Erdoğan çekinecekse bizden çekinsin. Erdoğan bizim komisyona girmemizi istemiyor. Girmeyelim diye dünya kadar, ya dünya kadar, manevra yaptılar buna yönelik. Yani düşünsenize şimdi geçmişte Cumhuriyet Halk Partisi'nin bunlar nezdinde suçu "DEM"lenmek'ti. Neydi? DEM'lenme diye neyi söylüyorlardı? Ne yapıyorduk biz? DEM Parti'yle Meclis"te karşılaşınca el sıkışıyorduk. Bayramlarda birbirimize gidip geliyorduk o kadar yani. Ama bizi mesela DEM"lenmekle suçluyorlardı. Kendileri DEM"i PKK'nın uzantısı olarak konumlandırıyorlardı ve bizim DEM'le normal siyasi parti ilişkisi kurmamızı Abdullah Öcalan'la iş görmek olarak tutup veya Kandil ile siyaset yapmak olarak görüyorlardı. Şimdi son dokuz ayda biz geçmişte bunların hiçbirini yapmamış olmamıza rağmen, Kürt seçmenin veya DEM seçmeninin iradesine saygımızı gösteriyorken onlar tam da bizi suçladıkları şeyleri yaptılar. Gizli de görüştüler, açık da görüştüler, birbirlerine methiyeler de düzüyorlar ve bu şartlar altında şeytanlaştırdıkları, hedefe koydukları DEM şimdi ortada yok ama hemen yeni bir düşman ürettiler. CHP ile bayramlaşmayacaklarını söylediler. Suçum ne benim? Geçmişte bizim suçumuz DEM'le görüşmekti. Şimdi sen DEM'le görüşüyorsun, Abdullah Öcalan'la görüşüyorsun. Bende değişen bir şey yok. Benim suçum ne?

“CHP reaksiyon değil aksiyon partisidir”

Onlar Cumhuriyet Halk Partisi'ni bu sürecin dışında tutup Cumhuriyet Halk Partisi'ni edilgen pozisyonda tutmak istiyorlar. Ama Cumhuriyet Halk Partisi bir reaksiyon partisi değil, bir aksiyon partisi. Cumhuriyet Halk Partisi mesela o komisyonu teklif eden parti, o komisyonda da demokratikleşmeyi yasalar yoluyla bu kadar yasağı, bu kadar baskıyı ortadan kaldırmaya o komisyonu davet edecek parti. O yüzden edilgen değiliz biz. Etken bir siyaset yapıyoruz. O komisyona da etken olmak için gidiyoruz. Edilgen olmak için değil. AK Parti'nin, MHP'nin peşinden yürümek için falan değil.
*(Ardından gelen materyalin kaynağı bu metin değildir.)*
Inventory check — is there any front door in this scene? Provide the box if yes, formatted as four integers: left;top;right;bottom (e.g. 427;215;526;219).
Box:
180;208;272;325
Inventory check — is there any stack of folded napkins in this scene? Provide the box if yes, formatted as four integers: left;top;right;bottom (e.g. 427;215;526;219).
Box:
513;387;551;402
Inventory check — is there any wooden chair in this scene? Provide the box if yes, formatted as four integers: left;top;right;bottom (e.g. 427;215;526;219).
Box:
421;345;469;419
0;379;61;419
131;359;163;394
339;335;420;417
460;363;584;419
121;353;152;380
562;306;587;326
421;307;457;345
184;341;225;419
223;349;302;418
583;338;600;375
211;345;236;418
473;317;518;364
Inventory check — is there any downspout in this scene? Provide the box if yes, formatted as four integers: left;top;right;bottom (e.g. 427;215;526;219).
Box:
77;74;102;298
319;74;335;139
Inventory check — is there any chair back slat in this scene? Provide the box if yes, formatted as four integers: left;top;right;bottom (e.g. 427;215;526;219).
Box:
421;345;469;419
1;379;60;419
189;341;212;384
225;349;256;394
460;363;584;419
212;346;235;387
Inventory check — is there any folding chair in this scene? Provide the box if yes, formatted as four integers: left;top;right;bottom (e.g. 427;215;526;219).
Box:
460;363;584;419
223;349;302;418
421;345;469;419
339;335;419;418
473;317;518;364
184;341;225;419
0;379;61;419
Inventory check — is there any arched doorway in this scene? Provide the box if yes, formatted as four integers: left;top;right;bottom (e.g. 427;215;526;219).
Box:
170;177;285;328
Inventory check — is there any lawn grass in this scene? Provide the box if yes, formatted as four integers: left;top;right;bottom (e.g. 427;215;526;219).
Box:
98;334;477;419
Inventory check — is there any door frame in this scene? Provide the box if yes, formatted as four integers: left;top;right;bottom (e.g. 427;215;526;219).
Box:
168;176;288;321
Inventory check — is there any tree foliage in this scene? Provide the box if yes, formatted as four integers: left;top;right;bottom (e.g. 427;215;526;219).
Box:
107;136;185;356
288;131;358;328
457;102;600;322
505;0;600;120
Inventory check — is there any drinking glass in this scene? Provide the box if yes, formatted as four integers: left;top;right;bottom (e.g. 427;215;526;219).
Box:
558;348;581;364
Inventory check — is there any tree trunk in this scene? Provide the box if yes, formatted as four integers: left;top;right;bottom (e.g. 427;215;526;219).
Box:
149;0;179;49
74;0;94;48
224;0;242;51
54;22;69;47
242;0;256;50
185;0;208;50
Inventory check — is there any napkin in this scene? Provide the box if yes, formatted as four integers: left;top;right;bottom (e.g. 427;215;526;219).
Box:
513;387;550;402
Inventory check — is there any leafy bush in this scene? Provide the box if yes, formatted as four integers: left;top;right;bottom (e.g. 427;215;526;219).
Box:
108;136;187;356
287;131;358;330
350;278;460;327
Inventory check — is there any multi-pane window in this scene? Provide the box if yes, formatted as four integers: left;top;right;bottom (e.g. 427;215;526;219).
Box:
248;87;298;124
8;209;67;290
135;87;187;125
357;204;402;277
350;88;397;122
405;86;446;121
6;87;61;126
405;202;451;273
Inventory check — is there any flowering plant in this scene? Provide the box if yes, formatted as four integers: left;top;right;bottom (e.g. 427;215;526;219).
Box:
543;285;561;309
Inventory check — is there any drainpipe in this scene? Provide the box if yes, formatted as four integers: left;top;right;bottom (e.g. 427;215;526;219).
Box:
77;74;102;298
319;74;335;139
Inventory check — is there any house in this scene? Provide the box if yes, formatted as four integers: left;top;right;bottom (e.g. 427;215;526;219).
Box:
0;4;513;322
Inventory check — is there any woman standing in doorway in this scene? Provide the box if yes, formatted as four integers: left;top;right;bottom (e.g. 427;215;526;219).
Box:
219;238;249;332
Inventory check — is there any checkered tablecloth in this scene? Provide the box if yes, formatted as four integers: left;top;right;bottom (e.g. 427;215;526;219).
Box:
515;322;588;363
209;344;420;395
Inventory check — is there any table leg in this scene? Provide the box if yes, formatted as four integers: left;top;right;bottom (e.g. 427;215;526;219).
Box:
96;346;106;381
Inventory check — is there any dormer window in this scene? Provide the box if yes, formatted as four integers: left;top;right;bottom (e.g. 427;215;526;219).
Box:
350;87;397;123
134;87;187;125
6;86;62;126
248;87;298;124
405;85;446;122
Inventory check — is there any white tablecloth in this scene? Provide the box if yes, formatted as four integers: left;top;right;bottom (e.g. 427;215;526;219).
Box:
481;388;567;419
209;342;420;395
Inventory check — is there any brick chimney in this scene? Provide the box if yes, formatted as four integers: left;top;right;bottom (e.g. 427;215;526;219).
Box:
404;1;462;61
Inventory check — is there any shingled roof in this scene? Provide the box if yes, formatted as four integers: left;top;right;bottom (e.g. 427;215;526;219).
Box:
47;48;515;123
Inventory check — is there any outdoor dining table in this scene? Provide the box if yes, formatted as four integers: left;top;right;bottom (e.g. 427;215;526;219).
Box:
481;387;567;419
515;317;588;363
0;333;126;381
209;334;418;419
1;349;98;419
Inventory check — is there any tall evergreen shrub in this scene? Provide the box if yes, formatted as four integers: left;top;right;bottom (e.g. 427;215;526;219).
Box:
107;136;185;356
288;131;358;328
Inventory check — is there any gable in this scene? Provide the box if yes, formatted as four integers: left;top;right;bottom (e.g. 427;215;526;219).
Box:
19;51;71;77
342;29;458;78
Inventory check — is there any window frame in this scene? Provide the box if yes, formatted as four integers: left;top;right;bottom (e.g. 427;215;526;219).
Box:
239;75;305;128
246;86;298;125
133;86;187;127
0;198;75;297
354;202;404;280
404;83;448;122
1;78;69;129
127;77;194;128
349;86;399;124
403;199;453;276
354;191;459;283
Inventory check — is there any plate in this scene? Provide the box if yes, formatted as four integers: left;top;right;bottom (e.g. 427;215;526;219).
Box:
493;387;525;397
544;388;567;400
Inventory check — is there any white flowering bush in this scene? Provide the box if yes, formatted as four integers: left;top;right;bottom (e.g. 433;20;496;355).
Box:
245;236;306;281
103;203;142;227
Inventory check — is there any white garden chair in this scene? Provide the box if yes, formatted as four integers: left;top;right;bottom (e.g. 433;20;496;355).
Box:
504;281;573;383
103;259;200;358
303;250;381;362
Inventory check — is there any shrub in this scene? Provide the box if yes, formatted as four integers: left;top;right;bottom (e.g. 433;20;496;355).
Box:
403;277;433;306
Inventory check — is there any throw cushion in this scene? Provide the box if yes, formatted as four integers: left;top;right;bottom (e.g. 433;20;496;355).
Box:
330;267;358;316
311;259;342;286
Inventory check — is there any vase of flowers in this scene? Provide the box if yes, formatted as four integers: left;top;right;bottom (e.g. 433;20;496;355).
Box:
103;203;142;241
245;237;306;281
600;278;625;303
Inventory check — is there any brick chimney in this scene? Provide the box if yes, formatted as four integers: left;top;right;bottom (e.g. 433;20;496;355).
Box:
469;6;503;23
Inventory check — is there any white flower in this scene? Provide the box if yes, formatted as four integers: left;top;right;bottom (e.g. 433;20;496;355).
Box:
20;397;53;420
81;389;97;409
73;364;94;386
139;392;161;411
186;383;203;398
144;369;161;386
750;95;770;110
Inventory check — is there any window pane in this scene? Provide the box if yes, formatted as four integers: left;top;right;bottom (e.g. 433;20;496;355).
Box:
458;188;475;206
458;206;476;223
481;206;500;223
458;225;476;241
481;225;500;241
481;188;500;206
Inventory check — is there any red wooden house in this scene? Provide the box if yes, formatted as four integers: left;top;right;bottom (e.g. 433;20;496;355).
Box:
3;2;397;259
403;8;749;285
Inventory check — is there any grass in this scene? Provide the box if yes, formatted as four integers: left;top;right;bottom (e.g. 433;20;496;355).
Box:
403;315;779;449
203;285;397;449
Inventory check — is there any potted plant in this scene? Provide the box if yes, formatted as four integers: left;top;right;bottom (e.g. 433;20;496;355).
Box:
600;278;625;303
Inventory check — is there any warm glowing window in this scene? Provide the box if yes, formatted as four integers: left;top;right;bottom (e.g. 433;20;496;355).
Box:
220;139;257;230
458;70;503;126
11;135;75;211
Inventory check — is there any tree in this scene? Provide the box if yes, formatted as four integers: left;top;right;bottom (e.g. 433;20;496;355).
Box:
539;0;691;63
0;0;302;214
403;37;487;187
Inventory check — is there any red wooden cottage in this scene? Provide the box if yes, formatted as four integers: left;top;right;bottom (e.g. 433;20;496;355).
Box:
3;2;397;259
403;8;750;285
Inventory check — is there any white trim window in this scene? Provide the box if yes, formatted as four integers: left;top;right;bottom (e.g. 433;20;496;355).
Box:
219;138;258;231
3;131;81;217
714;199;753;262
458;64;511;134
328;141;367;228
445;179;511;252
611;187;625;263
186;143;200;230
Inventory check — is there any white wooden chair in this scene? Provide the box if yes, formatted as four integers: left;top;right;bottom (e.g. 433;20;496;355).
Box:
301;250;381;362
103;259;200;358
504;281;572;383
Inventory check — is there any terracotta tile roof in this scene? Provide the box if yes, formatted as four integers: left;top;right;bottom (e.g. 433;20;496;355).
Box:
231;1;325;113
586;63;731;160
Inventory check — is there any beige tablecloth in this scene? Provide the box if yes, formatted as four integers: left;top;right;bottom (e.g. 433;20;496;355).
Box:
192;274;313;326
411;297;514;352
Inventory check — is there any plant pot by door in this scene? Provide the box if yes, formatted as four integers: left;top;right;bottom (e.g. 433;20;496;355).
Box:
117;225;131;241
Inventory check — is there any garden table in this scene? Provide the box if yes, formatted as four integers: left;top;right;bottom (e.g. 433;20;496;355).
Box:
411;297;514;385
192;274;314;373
Doğru bildiklerinizi savunmak için gidiyoruz. "E yarın öbür gün siz girersiniz ama sizi kandırırlar" diyorlar.

“Partiyi mi elimden alacak, ona da kalkıştılar”

Ne yapacak? Partiyi elimden mi alacak? Ona bile kalkıştılar vaktiyle, kayyım atamaya çalıştılar. Yani ne yapacak? beni nasıl kandıracak, ben olmadık bir şeye rıza mı gösterdim? O yüzden bütün muhalif seçmenleri, partinin üyelerini ve seçmenlerini hem partilerine hem de kendilerine güvenmeye davet ediyorum. Kimsenin bir endişesi de olmasın. Sonuçta Cumhuriyet Halk Partisi bu süreçte bir yanlışın parçası olmak için değil, doğruları yapmak ve yaptırmak, bu süreçten kaybeden olmak için değil; bütün Türkiye'ye kazandırmak için bir mücadele veriyor.

MİT Başkanı İbrahim Kalın, 26 Temmuz'da CHP lideri Özgür Özel'i TBMM'deki makamında ziyaret etti

-MİT Başkanı İbrahim Kalın ile görüşmeniz basına pek yansımadı. Neler görüşüldü? Devletten gerçekten bu süreçle ilgili samimi bilgi alabildiğinizi düşünüyor musunuz?

Gizli görüşme. Bir de böyle çok yansıyacak bir şey de yok. Yani şöyle söyleyeyim; bizle görüşen kişilerin samimiyetinden bir şüphemiz yok ama yeni bir bilgi de yok yani. Bize yapılan sunumlar zaten bildiğimiz şeylerin biraz daha detaylandırılmış hali. Ama İbrahim Kalın'ın politik geçmişi, ismi, cismi ortada ama sonuçta bugünkü görevi icabıyla biz onları devletin bir kurumu olarak görüyoruz. Onlardan da öyle bir yaklaşım bekliyoruz. CHP'nin gücünün farkındaysanız bilin ki biz o gücü en iyi şekilde kullanacağız mesajını verdik.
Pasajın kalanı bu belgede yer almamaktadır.